Elle has a passion for helping people learn to work better. She appreciates the value of strong communities. In 2014, she organised Rails Girls events in Sydney, RubyConfAU 2014, and was a member of the Ruby Australia committee. In 2015, she co-organised Gotham Ruby Conference (GORUCO) in New York City, and started a monthly work jelly for women in tech.

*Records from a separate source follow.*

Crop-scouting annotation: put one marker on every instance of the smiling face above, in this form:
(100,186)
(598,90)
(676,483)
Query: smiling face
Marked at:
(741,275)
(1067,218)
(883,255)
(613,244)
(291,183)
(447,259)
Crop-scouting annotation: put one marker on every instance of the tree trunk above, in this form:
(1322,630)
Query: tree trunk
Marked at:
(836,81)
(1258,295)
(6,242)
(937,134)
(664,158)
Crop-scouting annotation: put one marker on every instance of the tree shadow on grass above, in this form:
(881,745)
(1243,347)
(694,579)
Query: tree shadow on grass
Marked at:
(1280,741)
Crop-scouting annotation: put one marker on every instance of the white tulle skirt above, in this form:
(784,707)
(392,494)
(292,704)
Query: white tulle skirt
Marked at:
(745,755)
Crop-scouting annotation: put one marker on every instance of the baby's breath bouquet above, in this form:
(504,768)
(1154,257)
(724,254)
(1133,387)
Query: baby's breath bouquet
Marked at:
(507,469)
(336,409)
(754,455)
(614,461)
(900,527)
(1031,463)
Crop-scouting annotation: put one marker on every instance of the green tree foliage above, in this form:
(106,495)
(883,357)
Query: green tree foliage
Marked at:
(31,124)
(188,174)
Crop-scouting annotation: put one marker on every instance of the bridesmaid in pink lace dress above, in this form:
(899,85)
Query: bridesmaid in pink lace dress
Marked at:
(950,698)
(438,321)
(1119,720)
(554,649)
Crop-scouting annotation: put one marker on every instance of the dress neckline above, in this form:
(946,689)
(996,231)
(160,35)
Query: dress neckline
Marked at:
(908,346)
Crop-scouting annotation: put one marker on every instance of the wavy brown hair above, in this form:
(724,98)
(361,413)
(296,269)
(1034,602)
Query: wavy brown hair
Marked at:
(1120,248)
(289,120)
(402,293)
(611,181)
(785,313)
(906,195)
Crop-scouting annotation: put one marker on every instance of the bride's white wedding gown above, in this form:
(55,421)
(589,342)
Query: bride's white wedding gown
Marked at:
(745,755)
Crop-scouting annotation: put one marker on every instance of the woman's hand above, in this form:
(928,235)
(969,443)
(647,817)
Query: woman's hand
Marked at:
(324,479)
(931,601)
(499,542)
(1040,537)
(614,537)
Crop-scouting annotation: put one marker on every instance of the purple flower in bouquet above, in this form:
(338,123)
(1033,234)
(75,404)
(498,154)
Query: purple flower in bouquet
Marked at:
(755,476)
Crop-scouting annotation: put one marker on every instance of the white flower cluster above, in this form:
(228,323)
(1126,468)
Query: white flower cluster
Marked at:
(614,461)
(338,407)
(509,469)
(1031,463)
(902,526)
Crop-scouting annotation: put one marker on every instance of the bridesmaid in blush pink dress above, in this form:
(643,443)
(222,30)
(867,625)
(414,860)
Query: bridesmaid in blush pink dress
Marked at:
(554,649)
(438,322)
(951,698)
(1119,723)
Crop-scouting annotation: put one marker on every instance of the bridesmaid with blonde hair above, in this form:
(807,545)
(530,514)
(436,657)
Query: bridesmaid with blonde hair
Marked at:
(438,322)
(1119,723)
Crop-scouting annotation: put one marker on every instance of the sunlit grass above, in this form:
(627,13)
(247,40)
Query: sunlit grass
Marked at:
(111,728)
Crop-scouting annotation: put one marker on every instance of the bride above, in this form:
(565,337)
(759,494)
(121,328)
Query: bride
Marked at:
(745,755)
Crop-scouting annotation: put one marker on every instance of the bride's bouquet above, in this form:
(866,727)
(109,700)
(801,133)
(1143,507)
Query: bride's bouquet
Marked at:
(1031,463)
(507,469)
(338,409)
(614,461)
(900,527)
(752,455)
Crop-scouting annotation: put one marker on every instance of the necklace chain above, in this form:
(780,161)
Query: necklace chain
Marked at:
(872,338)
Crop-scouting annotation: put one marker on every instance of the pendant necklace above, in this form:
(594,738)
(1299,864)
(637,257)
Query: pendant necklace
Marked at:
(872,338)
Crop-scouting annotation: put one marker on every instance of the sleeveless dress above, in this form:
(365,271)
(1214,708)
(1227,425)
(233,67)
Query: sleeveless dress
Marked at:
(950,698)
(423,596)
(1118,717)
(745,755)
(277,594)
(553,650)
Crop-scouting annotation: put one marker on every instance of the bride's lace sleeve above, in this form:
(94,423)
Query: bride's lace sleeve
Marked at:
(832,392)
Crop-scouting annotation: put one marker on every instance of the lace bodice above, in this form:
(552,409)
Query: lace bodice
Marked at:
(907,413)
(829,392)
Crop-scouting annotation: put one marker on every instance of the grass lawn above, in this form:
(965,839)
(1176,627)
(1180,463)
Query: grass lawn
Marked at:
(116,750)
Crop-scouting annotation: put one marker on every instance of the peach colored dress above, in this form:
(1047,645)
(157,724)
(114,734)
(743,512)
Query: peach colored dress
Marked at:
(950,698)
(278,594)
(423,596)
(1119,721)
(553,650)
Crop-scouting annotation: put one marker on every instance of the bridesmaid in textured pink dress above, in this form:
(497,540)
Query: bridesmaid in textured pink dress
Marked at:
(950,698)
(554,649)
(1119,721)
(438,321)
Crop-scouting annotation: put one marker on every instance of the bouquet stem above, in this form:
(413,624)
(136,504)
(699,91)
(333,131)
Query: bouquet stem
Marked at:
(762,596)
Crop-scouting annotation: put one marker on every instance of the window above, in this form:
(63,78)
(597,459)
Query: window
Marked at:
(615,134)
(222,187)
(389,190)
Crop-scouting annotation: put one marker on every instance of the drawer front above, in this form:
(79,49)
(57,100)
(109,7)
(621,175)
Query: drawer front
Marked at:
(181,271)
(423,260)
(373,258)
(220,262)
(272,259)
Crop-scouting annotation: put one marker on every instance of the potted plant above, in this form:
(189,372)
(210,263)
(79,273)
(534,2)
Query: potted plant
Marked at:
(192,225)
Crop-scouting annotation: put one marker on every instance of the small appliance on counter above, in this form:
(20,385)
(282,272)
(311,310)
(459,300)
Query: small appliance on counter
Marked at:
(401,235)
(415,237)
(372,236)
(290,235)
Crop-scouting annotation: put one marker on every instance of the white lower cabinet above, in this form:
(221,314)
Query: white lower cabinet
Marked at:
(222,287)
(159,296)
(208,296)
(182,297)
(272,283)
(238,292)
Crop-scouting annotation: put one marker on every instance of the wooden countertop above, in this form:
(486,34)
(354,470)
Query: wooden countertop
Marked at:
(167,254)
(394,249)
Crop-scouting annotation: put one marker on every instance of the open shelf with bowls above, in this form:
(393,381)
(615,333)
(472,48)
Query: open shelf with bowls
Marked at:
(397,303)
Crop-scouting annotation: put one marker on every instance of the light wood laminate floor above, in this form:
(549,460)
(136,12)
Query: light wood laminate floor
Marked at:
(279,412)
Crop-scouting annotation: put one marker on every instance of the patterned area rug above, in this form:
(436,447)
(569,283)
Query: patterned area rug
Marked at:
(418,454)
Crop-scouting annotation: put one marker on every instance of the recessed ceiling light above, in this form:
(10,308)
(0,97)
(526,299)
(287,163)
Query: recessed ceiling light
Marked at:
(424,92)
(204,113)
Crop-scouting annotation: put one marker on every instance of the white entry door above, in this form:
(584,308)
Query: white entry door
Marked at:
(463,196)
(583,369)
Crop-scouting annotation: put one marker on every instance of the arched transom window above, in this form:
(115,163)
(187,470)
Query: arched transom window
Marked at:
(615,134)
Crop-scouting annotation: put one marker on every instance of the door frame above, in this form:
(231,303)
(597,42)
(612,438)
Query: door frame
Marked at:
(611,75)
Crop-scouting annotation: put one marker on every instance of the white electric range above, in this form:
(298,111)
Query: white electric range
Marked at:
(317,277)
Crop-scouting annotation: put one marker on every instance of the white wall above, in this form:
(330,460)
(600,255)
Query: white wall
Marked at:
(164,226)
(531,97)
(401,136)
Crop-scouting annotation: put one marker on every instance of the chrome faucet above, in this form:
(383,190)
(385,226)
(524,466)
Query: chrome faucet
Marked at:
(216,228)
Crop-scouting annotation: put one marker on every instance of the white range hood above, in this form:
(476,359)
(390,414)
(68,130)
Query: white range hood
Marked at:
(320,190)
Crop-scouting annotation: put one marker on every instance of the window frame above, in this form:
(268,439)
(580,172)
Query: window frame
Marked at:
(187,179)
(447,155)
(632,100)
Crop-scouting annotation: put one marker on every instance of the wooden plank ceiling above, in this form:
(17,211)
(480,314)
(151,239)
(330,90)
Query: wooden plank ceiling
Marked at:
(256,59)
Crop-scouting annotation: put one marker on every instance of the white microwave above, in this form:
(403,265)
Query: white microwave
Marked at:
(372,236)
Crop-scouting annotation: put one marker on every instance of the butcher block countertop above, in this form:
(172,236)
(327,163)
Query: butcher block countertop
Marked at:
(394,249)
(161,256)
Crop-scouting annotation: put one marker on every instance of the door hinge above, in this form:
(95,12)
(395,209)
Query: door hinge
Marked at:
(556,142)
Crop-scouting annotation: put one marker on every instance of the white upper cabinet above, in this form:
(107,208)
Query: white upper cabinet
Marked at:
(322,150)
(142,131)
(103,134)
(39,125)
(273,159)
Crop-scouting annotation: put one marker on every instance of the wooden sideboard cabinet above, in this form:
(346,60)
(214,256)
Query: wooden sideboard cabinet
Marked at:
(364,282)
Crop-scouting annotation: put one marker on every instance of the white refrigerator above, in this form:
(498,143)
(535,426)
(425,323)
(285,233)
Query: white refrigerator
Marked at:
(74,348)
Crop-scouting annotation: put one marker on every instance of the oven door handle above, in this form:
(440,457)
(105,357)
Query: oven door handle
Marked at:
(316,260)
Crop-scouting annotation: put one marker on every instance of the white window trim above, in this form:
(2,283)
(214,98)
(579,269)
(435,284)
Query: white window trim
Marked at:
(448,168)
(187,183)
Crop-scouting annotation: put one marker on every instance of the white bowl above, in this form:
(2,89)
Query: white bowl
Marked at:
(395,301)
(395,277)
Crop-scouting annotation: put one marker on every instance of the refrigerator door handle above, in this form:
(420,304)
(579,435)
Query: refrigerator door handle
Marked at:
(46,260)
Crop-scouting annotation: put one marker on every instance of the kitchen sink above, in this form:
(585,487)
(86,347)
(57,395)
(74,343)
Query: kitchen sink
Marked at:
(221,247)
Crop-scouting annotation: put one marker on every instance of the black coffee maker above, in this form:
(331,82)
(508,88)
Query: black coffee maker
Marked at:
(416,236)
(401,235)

In 2016, she co-organised Rails Camp USA East Coast in the Catskills, NY with Lachlan, and once again co-organised GORUCO X In 2018, she helped with the last GORUCO conference.
When she is not immersed in the Ruby community, she is probably immersed in water, or lately, in bread flour.
Lachlan worked at GitHub, Neo, Microsoft, Ninefold, Atlassian, and News. He also founded and ran a coworking space called The Workbench in Sydney and helped organise the Sydney JS meetups. While living in New York City, he co-organised Rails Camp USA East Coast 2016 with Elle.
He loves the attention to detail, efficiency, and quality that only a care for your craft can produce. If he offers you a cocktail, or a meal, expect the best he has learned to make, with a healthy dose of experimentation to keep on learning.Lachlan's personal site is http://lachstock.com.au and you can find his Twitter account at @lachlanhardy.
The story of a name
Choosing the right name for a company is always hard. And then people ask for the story. Here is ours:
In Sydney, at the western end of what is now known as the Anzac Bridge the western end of what is now known as the Anzac Bridge sits what looks like a huge abandoned factory. Due to the flat terrain of the waterfront and parklands, and the sweep of the bridge, its silhouette dominates the horizon as you approach the area. A literal black mill.
Lachlan has always been fascinated by it and began to dream about how he might be able to re-purpose the building and grounds as a modern technology and community space.
The building is actually the White Bay Power Station which ceased operation in 1983. The NSW government has also had ideas about a technology precinct on the site, but is having difficulties making progress.